|
|
|
|
|
by derefr
4281 days ago
|
|
> You can also offload your logging to a dedicated thread and then use a lock free queue to increase your performance even more. Or use syslog() like a sane person, and let that "extra thread" live inside the OS IPC mechanism. (Or stdout/stderr like a modern sane person, and let upstart/systemd/docker/etc. push your logs to syslog if that's where it feels like pushing them.) |
|
Using a well implemented ring buffer [+] can get enqueue operations down to a few instructions and something like two memory fences.
The overhead of IPC, which wakes up the kernel scheduler, switches the processor back and forth between privilege modes a few times on the way, knocks apart all the CPU cache and register state to swap in another process, while the MMU is flipping all your pages around because these two processes don't trust each other to write directly into their respective memory... is not going to have quite the same performance characteristics.

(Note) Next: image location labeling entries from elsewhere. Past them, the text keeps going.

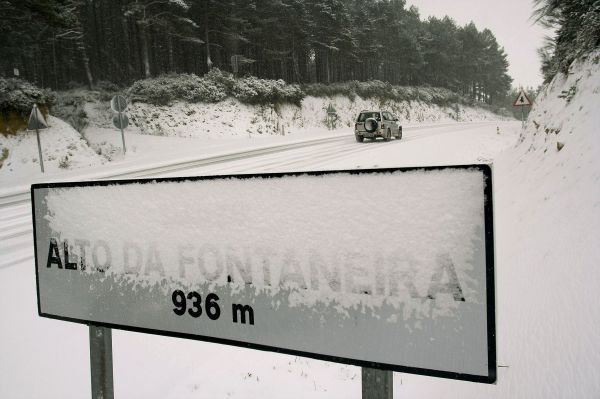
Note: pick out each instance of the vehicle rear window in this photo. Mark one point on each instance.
(365, 115)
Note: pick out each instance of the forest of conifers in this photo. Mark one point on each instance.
(56, 43)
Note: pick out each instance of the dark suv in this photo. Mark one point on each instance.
(373, 124)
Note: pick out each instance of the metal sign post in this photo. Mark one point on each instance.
(37, 122)
(119, 105)
(101, 362)
(377, 384)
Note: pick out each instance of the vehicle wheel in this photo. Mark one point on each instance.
(388, 135)
(399, 136)
(371, 125)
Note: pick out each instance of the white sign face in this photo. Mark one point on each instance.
(522, 99)
(36, 120)
(384, 268)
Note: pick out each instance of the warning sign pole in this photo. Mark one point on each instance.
(522, 101)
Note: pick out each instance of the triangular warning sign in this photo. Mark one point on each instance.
(522, 99)
(36, 120)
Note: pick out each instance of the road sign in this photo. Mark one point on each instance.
(36, 119)
(314, 264)
(522, 99)
(118, 103)
(121, 121)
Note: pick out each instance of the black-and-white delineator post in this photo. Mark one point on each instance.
(118, 105)
(37, 122)
(522, 101)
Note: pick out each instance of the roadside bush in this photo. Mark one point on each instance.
(384, 91)
(17, 98)
(261, 91)
(213, 87)
(168, 88)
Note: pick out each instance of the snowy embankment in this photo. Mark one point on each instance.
(63, 148)
(231, 118)
(547, 200)
(155, 131)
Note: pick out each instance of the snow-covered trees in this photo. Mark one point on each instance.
(577, 24)
(53, 42)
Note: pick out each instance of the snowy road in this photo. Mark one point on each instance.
(56, 353)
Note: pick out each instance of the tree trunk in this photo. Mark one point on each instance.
(144, 44)
(86, 65)
(208, 60)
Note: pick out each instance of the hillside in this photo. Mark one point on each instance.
(547, 225)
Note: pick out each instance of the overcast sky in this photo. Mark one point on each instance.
(510, 22)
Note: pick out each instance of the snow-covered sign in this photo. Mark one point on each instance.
(36, 119)
(118, 103)
(522, 99)
(121, 121)
(389, 268)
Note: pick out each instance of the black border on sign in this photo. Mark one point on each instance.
(489, 250)
(522, 105)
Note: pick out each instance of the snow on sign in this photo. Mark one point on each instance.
(387, 268)
(522, 99)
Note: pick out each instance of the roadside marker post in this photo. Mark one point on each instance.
(119, 105)
(37, 122)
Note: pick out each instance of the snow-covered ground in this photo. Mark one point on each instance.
(547, 219)
(156, 132)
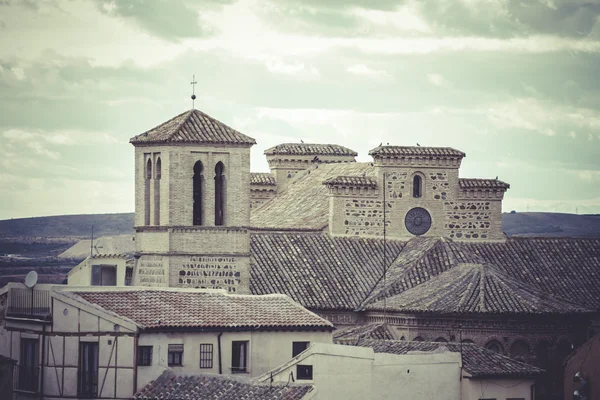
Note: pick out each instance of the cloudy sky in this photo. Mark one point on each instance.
(513, 83)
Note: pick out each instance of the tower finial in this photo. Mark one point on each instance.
(193, 83)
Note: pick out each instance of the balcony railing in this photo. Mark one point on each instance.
(26, 378)
(28, 303)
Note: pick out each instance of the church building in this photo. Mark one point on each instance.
(403, 241)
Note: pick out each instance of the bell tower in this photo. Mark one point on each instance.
(192, 204)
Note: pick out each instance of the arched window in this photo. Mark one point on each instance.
(147, 192)
(494, 346)
(417, 186)
(198, 193)
(157, 173)
(519, 349)
(220, 193)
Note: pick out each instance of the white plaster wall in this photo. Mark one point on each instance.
(475, 389)
(267, 350)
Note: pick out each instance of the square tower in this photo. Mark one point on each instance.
(192, 204)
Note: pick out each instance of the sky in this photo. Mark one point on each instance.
(513, 84)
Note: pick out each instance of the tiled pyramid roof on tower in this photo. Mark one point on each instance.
(193, 127)
(408, 151)
(476, 288)
(310, 149)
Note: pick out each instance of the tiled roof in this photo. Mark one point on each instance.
(348, 181)
(472, 183)
(476, 288)
(407, 151)
(564, 267)
(356, 334)
(310, 149)
(193, 127)
(305, 203)
(317, 270)
(477, 361)
(262, 178)
(323, 272)
(217, 387)
(158, 309)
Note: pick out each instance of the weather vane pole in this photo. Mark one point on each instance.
(193, 83)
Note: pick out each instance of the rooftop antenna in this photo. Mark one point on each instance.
(193, 83)
(92, 242)
(30, 281)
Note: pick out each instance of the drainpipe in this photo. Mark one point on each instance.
(42, 365)
(219, 347)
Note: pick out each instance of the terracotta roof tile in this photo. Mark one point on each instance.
(310, 149)
(305, 203)
(476, 288)
(156, 309)
(317, 270)
(214, 387)
(262, 178)
(351, 181)
(405, 151)
(473, 183)
(193, 127)
(477, 361)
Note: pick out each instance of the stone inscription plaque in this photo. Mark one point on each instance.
(151, 271)
(210, 273)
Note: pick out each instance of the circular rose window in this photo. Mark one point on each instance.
(417, 221)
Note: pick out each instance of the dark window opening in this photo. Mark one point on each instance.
(239, 356)
(157, 193)
(147, 192)
(144, 355)
(104, 275)
(27, 376)
(304, 372)
(175, 357)
(299, 347)
(220, 194)
(206, 356)
(198, 192)
(417, 186)
(87, 382)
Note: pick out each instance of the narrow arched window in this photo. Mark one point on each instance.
(147, 192)
(417, 186)
(157, 174)
(220, 191)
(198, 192)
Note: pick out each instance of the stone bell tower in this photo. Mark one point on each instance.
(192, 204)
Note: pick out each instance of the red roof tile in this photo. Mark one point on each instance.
(156, 309)
(193, 127)
(214, 387)
(310, 149)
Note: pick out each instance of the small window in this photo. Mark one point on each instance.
(239, 357)
(104, 275)
(299, 347)
(417, 186)
(144, 355)
(304, 372)
(206, 356)
(175, 355)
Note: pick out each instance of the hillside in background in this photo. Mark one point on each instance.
(69, 225)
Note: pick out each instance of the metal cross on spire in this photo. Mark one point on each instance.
(193, 83)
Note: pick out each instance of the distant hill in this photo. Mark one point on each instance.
(551, 224)
(69, 225)
(517, 224)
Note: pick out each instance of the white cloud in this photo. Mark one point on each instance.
(438, 80)
(363, 70)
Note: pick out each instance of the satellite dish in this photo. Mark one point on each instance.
(31, 279)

An moment in the history of logging is java's log4j framework, which, within a single process, used exclusive synchronization. When this was replaced by a (relatively) lock-free queue implementation, throughput increased by orders of magnitude. (Their notes and graphs on this can be found at https://logging.apache.org/log4j/2.x/manual/async.html .) This isn't an exact metaphor for the difference between a good lockfree ringbuffer and IPC either, but it certainly has some similarities, and indeed ends with a specific shout-out to the power of avoiding "locks requiring kernel arbitration".
--
[+] The "mechanical sympathy" / Disruptor folks have some great and accessible writeups on how they addressed the finer points of high performance shared memory message passing. http://mechanitis.blogspot.com/2011/06/dissecting-disruptor-... is one of my favorite reads.